Limp beans = sad vibes.
Mix It Up
- Spice swap: Trade smoked paprika for garam masala or za’atar. Different spice, same swagger.
- Different fats: Swap tahini for almond butter or add a spoon of Greek yogurt (if you include dairy) for tang.
- Leafy base: Serve over arugula or baby spinach. The warm veg lightly wilts the greens—pro move.
- Protein boost (vegetarian): Add sliced boiled eggs, halloumi, or a handful of hemp seeds.
FYI, all are keto-compatible.
- Citrus twist:-strong> Use a splash of red wine vinegar or lime instead of lemon for a fresh angle.
FAQ
Is this salad fully keto?
Yes. Mushrooms and green beans are low in net carbs, and the dressing and nuts bring healthy fats. Portion size matters, but this dish comfortably fits a standard keto macro profile.
Can I use frozen green beans?
You can, but thaw and pat them very dry first.
Roast them separately for a few minutes before adding mushrooms to keep texture from getting soggy.
What mushrooms work best?
Cremini or baby bella are ideal for meaty texture and deep flavor. Portobello chunks also work. Button mushrooms are fine but less intense.

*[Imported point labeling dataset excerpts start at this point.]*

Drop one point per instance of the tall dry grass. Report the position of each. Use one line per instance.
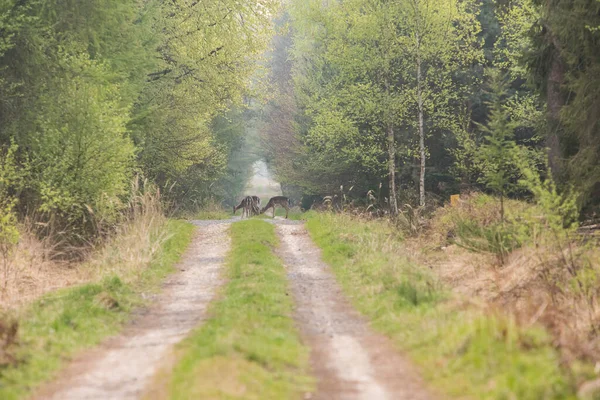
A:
(550, 279)
(37, 265)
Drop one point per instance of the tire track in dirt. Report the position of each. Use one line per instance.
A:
(123, 366)
(349, 360)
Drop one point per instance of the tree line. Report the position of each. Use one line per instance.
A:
(95, 92)
(429, 98)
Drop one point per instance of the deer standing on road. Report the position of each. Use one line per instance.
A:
(278, 201)
(250, 205)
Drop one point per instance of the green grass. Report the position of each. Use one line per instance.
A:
(465, 352)
(249, 348)
(67, 321)
(212, 215)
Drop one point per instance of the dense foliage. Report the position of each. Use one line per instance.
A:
(94, 92)
(397, 93)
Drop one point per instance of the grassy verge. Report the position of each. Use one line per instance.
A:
(212, 215)
(249, 348)
(464, 350)
(69, 320)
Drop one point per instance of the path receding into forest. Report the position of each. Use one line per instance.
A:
(349, 360)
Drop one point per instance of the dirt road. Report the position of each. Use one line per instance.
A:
(349, 360)
(122, 367)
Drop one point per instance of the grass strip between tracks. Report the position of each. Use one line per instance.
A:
(463, 350)
(64, 322)
(249, 348)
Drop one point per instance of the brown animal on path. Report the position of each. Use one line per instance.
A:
(250, 204)
(278, 201)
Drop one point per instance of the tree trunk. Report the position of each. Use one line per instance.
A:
(421, 127)
(392, 170)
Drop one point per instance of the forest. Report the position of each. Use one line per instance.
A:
(433, 98)
(96, 93)
(439, 161)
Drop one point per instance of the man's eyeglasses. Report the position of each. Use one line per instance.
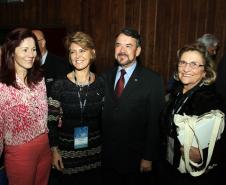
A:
(192, 65)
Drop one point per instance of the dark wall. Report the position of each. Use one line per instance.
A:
(165, 25)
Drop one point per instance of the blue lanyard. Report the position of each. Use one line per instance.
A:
(82, 105)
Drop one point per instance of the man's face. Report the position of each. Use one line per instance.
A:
(126, 50)
(41, 41)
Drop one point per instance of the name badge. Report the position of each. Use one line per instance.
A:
(80, 137)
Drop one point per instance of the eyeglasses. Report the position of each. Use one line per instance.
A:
(193, 65)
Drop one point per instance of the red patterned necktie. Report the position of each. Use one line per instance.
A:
(120, 84)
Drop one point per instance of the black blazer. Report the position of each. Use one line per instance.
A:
(54, 68)
(130, 123)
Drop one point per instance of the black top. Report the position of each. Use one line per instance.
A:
(65, 92)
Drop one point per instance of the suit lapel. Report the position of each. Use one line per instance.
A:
(133, 82)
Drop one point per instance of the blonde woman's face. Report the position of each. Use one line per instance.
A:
(191, 69)
(80, 58)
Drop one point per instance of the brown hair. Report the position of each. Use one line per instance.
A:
(7, 70)
(209, 64)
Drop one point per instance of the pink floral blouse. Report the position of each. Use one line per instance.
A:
(23, 113)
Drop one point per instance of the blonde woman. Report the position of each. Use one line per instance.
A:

How do I make it dairy-free?
It already is, unless you add cheese.
The tahini dressing gives creaminess without dairy.
Can I make the dressing ahead?
Absolutely. It keeps in the fridge for up to a week. It may thicken—just whisk in a teaspoon of warm water before serving.
What if I don’t like tahini?
Use an olive oil vinaigrette with lemon, Dijon, and a touch of garlic.

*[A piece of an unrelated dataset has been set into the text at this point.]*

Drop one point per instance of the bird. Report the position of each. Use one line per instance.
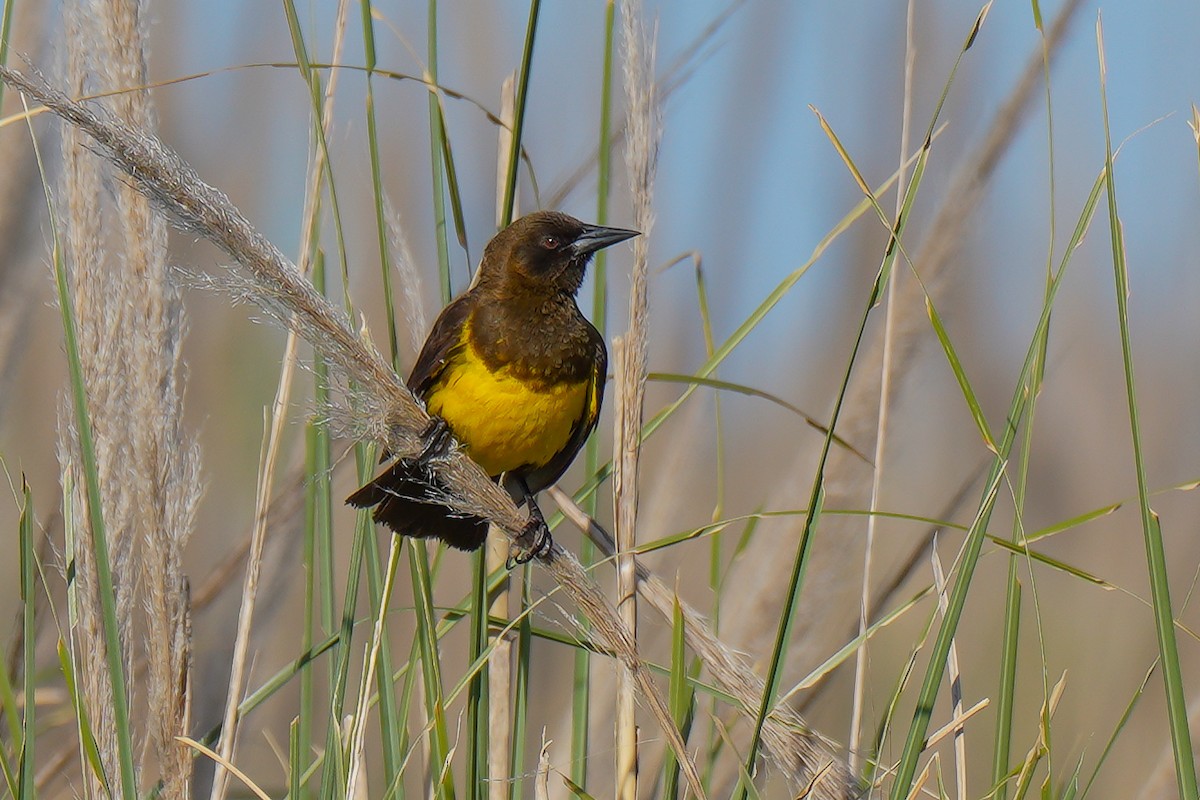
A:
(511, 370)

Or try almond butter for a richer, slightly sweet profile.
Can I air-fry the veggies?
Yes. Cook at 400°F (205°C) for 10–14 minutes, shaking halfway. Work in batches to avoid overcrowding.
How do I keep red onion from overpowering?

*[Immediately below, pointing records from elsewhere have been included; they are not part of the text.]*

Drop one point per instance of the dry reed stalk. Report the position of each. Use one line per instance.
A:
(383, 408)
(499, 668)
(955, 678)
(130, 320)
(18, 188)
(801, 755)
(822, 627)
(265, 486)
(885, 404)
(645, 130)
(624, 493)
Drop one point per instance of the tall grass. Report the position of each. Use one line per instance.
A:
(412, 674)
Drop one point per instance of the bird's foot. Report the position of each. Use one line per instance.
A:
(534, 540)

Soak slices in cold water with a pinch of salt for 10 minutes, then drain.
Mellow flavor, same crunch.
What’s a good nut-free option?
Use toasted pumpkin or sunflower seeds for crunch without nuts. Still keto, still awesome.
Can I serve it cold?
Yes, but it shines warm or room temp. If serving cold, refresh with a squeeze of lemon and a drizzle of olive oil before plating.
In Conclusion
This Keto Vegetarian Roasted Mushrooms And Green Beans Salad punches way above “salad” status.
It’s meaty without meat, rich without guilt, and simple without being basic. Make it once, and it’ll sneak onto your weekly rotation—no motivational speech required. Eat well, stay sharp, and let the umami do the heavy lifting.